Tuesday 2:25 PM–3:05 PM in Track 1

Turning PyMC3 into scikit-learn

Nicole Carlson

Audience level:


PyMC3 is a probabilistic modeling library. Most examples of how to use the library exist inside of Jupyter notebooks. However, making your model reusable and production-ready is a bit opaque. My goal is to show a custom Bayesian Model class that implements the sklearn API. After this talk, you should be able to build your own reusable PyMC3 models.


Scikit-learn is the standard library for data science in part because of its simple API that makes it very easy for new learners to train data science models. However, this library may not have the model you need for your specific problem.

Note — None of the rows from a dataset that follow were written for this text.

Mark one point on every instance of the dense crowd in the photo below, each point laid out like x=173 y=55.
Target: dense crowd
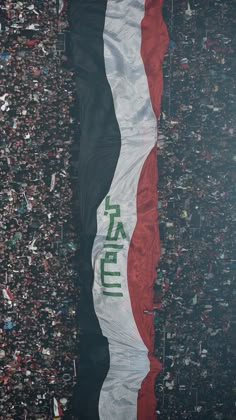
x=38 y=304
x=195 y=290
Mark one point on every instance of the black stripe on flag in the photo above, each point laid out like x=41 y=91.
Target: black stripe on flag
x=100 y=143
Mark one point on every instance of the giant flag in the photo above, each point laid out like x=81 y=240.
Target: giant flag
x=118 y=48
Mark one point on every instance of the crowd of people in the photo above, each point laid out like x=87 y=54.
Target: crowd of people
x=38 y=340
x=194 y=291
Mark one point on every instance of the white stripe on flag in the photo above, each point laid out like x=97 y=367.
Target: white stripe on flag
x=129 y=363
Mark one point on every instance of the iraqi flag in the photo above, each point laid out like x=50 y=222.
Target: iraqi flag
x=57 y=410
x=118 y=47
x=61 y=6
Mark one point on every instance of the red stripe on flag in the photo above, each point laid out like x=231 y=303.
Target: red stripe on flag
x=143 y=255
x=144 y=251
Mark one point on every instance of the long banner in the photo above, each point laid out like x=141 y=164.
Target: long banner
x=118 y=48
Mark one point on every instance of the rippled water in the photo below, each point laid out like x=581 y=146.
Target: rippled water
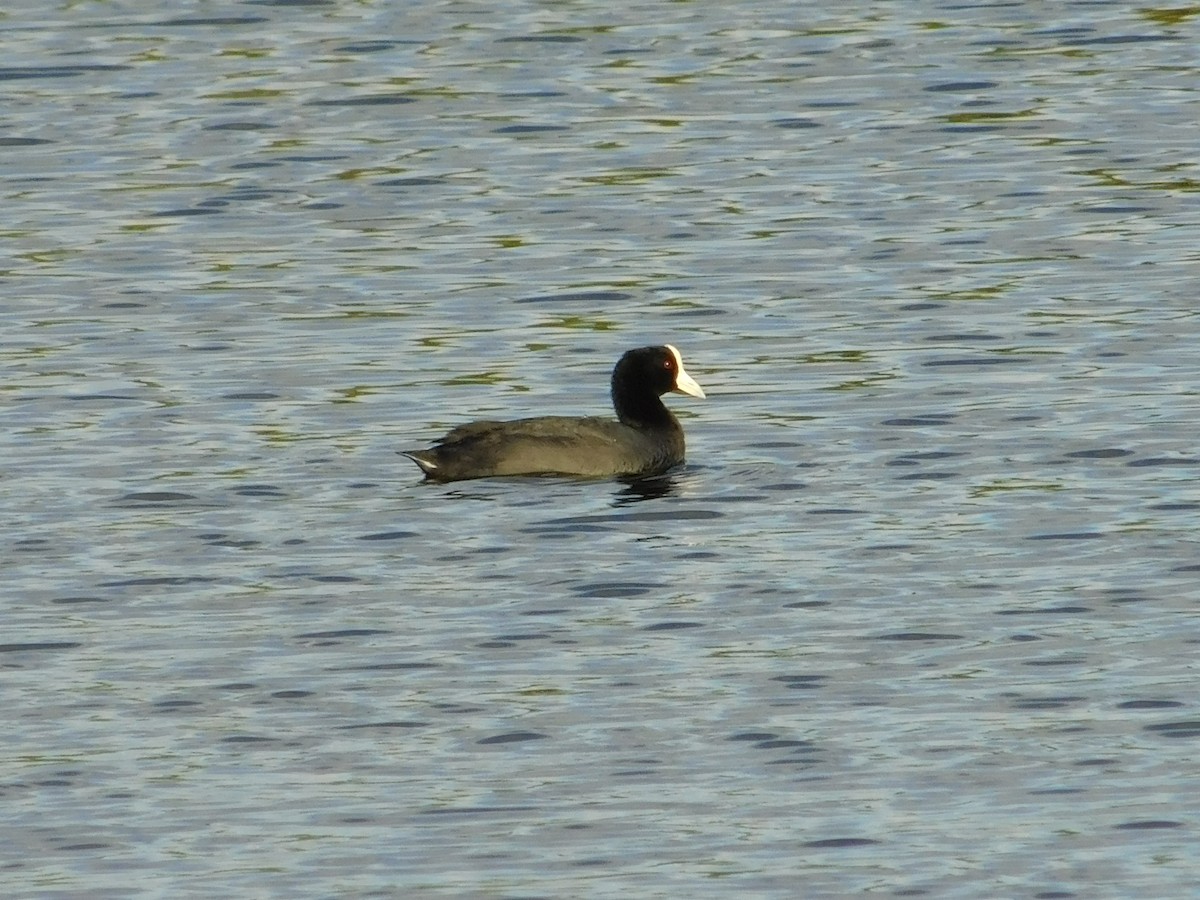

In contrast, PyMC3 is a library that allows you to create almost any model you want using its probabilistic modeling framework. But most of the examples on using the library are in Jupyter notebooks. Additionally, they often only demonstrate how to train on one set of data.

What I’ve found missing are the steps between creating a PyMC3 model and reusing that model with new data in production.

This talk will go over an example of how to train a model in scikitlearn, save it for later use, and reload it to use with new data. Then, I will map those steps to the corresponding methods in PyMC3.

The bulk of the talk will be a demonstration of a custom Hierachichal Logistic Regression class that’s built on top of the scikitlearn API. At the end of the talk, you should be able to take this model as a template for any of your own PyMC3 models.